Der Anteil, den Pflegebedürftige in Nordrhein-Westfalen im Pflegeheim aus eigener Tasche bezahlen müssen, ist weiter gestiegen. Die monatliche Eigenbeteiligung im ersten Aufenthaltsjahr betrug zum 1. Januar durchschnittlich 3.582 Euro, das sind 270 Euro mehr als im Vorjahr, wie der Verband der Ersatzkassen (vdek) NRW in Düsseldorf mitteilte. Bundesweit liegen die Eigenanteile nur in Bremen und im Saarland höher. Mit längerer Wohndauer steigen die Zuschüsse der Pflegekassen, dadurch sinkt der Eigenanteil im zweiten Jahr auf 3.294 Euro, im dritten Jahr auf 2.911 Euro und beträgt ab dem vierten Jahr 2.432 Euro.

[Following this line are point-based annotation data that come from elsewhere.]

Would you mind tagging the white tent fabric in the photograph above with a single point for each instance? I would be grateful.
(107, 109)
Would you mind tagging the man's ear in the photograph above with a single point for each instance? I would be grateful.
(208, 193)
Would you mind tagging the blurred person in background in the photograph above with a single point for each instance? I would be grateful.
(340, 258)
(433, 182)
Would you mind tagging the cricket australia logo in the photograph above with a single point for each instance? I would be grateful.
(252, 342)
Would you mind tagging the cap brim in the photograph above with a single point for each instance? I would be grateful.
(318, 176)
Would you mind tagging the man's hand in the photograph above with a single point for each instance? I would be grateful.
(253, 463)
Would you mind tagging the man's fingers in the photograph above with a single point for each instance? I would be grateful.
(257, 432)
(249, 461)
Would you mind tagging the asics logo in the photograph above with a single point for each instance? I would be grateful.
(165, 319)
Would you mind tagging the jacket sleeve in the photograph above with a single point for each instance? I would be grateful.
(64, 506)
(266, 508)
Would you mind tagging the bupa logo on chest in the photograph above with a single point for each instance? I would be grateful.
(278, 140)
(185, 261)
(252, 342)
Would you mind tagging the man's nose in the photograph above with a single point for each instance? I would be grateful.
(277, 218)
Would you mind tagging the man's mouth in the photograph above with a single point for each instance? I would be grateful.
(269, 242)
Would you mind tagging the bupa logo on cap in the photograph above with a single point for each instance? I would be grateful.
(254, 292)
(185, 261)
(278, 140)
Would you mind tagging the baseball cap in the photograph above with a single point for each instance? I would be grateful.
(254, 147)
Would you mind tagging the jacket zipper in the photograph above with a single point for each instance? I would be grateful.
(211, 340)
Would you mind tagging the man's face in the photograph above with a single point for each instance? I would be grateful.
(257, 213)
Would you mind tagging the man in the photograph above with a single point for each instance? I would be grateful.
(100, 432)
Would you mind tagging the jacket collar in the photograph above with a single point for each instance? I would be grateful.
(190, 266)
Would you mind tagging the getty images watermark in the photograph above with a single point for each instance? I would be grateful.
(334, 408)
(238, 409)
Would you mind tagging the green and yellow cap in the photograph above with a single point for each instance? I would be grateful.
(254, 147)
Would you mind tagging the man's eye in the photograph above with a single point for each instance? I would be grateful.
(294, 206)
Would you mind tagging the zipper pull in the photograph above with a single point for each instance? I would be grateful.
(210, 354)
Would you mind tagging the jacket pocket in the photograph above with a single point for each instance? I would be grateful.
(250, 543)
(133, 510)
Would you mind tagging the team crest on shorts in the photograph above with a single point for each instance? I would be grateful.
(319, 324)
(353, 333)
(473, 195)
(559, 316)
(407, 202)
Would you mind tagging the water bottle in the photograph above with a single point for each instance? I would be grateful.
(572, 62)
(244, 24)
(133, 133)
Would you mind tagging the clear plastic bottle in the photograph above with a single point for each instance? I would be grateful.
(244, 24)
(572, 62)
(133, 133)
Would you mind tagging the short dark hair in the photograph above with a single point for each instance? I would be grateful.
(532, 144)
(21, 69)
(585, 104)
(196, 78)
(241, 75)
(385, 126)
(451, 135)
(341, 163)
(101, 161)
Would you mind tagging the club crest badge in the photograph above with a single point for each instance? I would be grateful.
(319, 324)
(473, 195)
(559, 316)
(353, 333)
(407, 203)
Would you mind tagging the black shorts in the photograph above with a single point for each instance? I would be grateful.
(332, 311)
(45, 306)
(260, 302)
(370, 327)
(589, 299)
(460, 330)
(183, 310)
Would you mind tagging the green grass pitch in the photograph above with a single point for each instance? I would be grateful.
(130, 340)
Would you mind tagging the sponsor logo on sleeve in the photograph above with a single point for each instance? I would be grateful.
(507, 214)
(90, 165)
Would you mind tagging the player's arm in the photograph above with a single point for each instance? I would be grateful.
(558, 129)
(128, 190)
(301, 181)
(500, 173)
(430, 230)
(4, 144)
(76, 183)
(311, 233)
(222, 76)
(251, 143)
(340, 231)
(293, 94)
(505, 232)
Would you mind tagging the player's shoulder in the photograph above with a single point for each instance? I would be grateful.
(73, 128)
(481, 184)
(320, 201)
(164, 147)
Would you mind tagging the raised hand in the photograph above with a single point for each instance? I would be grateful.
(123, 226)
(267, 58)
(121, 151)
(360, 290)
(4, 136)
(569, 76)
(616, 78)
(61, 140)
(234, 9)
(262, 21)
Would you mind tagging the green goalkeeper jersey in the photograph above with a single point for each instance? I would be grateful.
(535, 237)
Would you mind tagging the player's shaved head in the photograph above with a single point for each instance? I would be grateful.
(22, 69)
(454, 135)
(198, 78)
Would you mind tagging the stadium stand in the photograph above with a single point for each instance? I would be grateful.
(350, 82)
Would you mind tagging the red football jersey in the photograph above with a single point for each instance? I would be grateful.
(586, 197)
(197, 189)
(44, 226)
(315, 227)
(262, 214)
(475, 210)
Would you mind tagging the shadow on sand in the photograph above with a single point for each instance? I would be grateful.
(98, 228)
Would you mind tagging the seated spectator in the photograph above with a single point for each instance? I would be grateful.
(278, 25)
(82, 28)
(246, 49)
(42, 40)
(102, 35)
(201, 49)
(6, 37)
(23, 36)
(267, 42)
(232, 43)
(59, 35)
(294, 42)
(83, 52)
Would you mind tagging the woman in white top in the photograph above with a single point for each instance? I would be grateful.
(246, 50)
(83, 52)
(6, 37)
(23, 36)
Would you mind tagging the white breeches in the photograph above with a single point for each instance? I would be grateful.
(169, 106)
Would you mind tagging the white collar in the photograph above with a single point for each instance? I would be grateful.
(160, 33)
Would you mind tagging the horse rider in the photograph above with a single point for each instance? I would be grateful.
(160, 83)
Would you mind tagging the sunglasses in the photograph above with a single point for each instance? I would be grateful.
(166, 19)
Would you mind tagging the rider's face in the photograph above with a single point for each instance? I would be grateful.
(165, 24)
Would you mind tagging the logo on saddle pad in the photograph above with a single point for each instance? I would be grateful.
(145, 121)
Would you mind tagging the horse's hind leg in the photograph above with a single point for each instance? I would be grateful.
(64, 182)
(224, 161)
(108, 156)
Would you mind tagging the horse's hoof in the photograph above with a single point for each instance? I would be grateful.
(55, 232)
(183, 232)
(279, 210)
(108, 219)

Hauptgrund für die steigenden Eigenanteile seien höhere Personalkosten, erklärte Dirk Ruiss, Leiter der vdek-Landesvertretung NRW. „Faire Bezahlung für das Pflegepersonal ist richtig, aber Lohnsteigerungen dürfen nicht allein die Pflegebedürftigen belasten.“
Pflegekassen: Länder müssen Investitionskosten übernehmen
Darüber hinaus kritisieren Vertreter der Pflegekassen, dass Pflegeheimbewohner auch für Investitions- und Ausbildungskosten aufkommen müssen, die eigentlich in der Verantwortung der Länder lägen. „Wenn die Länder hier ihren Verpflichtungen für den Bau und die Instandhaltung der Heime nachkommen würden, könnte man eine deutliche Entlastung bei den Eigenanteilen erreichen“, sagte die Chefin des AOK-Bundesverbandes, Carola Reimann, dem „RedaktionsNetzwerk Deutschland“ (Donnerstag). In NRW zahlen laut vdek Pflegeheimbewohner monatlich im Schnitt 646 Euro für Investitionskosten und 173 Euro für Ausbildungskosten.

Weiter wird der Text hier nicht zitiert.